Butterfly Networks

This is about the butterfly network topology. We’ll walk through how it naturally arises in the FFT algorithm. Then I’ll discuss some nice properties and use cases for butterfly networks.

Topics

Motivation
FFT example
Butterfly network topology
Properties and applications

Motivation (polynomial multiplication)

Consider the problem of multiplying two polynomials

\[\\ a(x)=\sum_{i=0}^d a_ix^i; b(x)=\sum_{i=0}^d b_ix^i \\\]

. The degree of $a,b$ is just $d$ – the largest power of $x$ appearing in the polynomials. In middle school, we learn a simple $O(n^2 )$ double-summation approach to multiplying these:

\[\\ C(x)=a(x)b(x)=\sum_{i=0}^d \sum_{j=0}^d a_ib_jx^{i+j} \\\]

We’ll try to improve to $O(n \log ⁡n)$ time. Assume for simplicity that $n=d+1$ is a power of 2. Let’s consider how we are representing the polynomials $a,b$. We’re currently specifying $a$ via its coefficient representation $[a_0,…,a_d]$; likewise for $b$.

As an alternative specification, suppose we are given a selection of distinct points, $x_1,…,x_n$, at which $a(x),b(x)$ are evaluated. From algebra, we know that a polynomial can also be fully specified by its values $n$ distinct points. Hence, we can also fully specify $a$ via its evaluation representation $[a(x_1 ),…,a(x_n )]$.

How does this help us? If we know $a(x_1 ),b(x_1)$, clearly we also know $C(x_1)$ by simply multiplying $a(x_1) \cdot b(x_1)$. So if we manage to convert $a,b$ from coefficient representation to evaluation representation, we can quickly compute $C$’s evaluation representation. Then, if we can convert the other way around – from $C$’s evaluation representation to $C$’s coefficient representation – we’re done!

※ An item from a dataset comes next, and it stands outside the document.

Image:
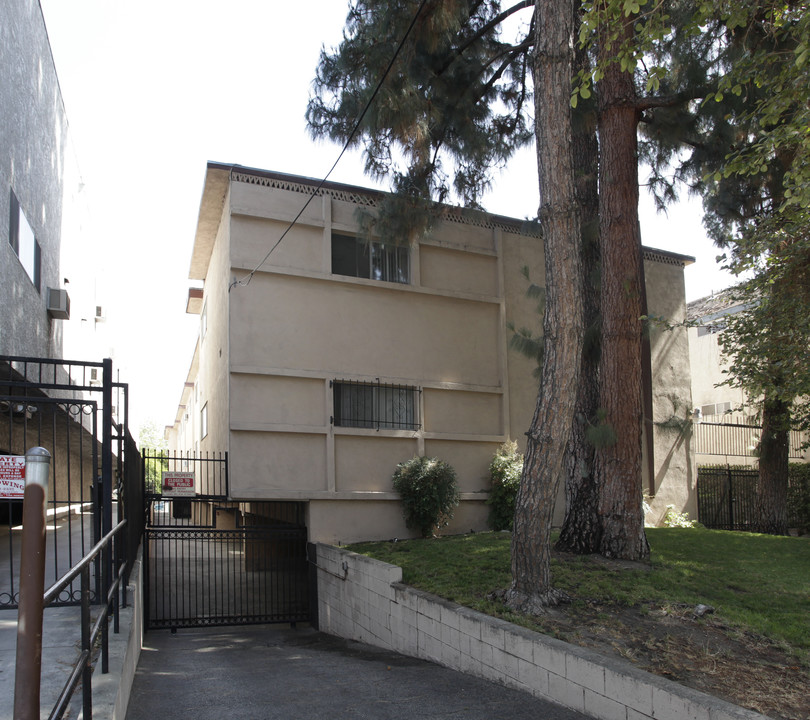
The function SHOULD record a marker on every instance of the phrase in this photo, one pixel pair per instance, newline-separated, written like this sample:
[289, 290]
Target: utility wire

That’s exactly what we’ll try to do below. In particular, we’ll focus on converting $a$ from coefficient representation to evaluation representation. This conversion is called a Discrete Fourier Transform (DFT), and the Fast Fourier Transform (FFT) is an algorithm to do the conversion quickly. (The reverse conversion, and Inverse DFT, uses similar ideas, so we won’t discuss it here.)

This example is based on these great lecture notes and this video.

Fast Fourier Transform

Let’s take a divide and conquer approach. Write a degree-$d$ polynomial as the sum of two $\approx d/2$ degree polynomials. We can do this by grouping even and odd terms together.

\[\\ a(x)=[a_0+a_2 x^2+\cdots+a_{d-1} x^{d-1} ] \\\] \[\\ +x[a_1+a_3 x^2+\cdots+a_d x^{d-1} ] \\\]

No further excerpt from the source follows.